Потом они, сидя на кушетке со сведенными коленками, пили разбавленный спирт, пьянели, дурея от самой ситуации: они, коллеги, многие годы разделенные субординацией, ныне потеряли рассудок, стыд, жадно искали остроту ощущений, а может, просто спасались от одиночества.
К дверям несколько раз подходили дежурная медсестра и санитарка, прислушивались к смеху и искаженным алкоголем голосам, ошалело переглядывались, боясь произнести вслух страшную догадку: главврач и старшая медсестра, высоконравственные, безгрешные и добродетельные, обезумели. Иначе как было расценить животные стоны и крики?

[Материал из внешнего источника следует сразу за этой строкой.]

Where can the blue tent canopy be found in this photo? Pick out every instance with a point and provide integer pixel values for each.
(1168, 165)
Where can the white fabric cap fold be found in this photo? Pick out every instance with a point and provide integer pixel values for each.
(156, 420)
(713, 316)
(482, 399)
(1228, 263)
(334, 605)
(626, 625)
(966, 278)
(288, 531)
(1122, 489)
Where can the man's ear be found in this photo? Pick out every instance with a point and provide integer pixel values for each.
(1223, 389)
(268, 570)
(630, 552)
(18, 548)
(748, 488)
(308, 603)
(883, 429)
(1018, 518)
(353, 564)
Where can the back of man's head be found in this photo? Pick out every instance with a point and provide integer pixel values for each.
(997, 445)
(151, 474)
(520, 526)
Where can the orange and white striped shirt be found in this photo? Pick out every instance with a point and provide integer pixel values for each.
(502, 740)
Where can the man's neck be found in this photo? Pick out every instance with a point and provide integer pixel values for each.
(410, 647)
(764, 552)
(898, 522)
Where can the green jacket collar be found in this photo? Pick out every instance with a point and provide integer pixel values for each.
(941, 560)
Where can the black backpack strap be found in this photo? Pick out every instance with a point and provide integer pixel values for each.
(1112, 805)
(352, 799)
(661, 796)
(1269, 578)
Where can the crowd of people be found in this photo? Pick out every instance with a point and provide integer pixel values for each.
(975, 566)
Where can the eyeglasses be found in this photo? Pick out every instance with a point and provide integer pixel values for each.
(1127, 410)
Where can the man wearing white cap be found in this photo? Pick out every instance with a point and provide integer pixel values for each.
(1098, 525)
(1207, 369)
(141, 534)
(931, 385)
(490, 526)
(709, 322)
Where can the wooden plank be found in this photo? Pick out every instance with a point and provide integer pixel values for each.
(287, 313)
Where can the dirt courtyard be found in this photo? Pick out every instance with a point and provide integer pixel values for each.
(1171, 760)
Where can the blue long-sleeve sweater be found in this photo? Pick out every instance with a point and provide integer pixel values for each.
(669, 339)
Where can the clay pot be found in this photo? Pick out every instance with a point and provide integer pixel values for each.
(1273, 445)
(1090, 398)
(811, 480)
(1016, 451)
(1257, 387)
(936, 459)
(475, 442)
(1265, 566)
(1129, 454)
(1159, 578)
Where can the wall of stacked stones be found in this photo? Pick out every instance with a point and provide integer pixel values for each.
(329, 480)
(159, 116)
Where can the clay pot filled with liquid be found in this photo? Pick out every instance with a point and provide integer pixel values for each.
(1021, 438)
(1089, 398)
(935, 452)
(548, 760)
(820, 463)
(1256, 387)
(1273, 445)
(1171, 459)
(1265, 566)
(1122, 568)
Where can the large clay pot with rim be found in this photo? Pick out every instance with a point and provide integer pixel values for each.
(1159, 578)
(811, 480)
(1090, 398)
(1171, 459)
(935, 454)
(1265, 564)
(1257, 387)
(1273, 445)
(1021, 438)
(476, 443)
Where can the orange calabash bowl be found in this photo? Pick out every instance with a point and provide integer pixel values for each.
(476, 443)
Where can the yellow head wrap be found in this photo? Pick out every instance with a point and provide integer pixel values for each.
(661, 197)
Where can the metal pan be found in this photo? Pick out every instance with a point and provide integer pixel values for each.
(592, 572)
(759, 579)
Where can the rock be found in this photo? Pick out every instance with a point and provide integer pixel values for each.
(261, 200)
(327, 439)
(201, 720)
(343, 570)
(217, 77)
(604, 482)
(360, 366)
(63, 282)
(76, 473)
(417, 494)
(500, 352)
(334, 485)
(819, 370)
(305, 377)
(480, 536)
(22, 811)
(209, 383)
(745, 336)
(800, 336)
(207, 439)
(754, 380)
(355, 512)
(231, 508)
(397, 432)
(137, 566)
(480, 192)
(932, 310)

Под утро, совершенно очумевшие и обессилевшие, Иосиф Георгиевич и Аделаида наконец уснули, тесно прижавшись друг к другу. Разбудили их громкие голоса и стук в дверь. Они вскочили, ошалело глянули друг на друга, опрометью бросились к одежде. Ада оделась первой, глянула на себя в зеркало, быстро поправила короткие волосы, достала косметичку, пожевала подкрашенными губами – для равномерного распределения помады по поверхности.
Она выскользнула, чуть не сбив с ног тщедушного больного, торчавшего под дверью; ее каблучки надменно и уверенно простучали в коридоре. До вечера ждать не было никаких сил, и Иосиф Георгиевич, промучившись полтора часа, вызвал Аду к себе, закрыл дверь на ключ и стал поспешно снимать с нее одежды. Но, к их досаде, кто-то постучал, Ада поспешно застегнула халат, доктор, скрежеща ключом и зубами, открыл дверь. На пороге стоял Житейский.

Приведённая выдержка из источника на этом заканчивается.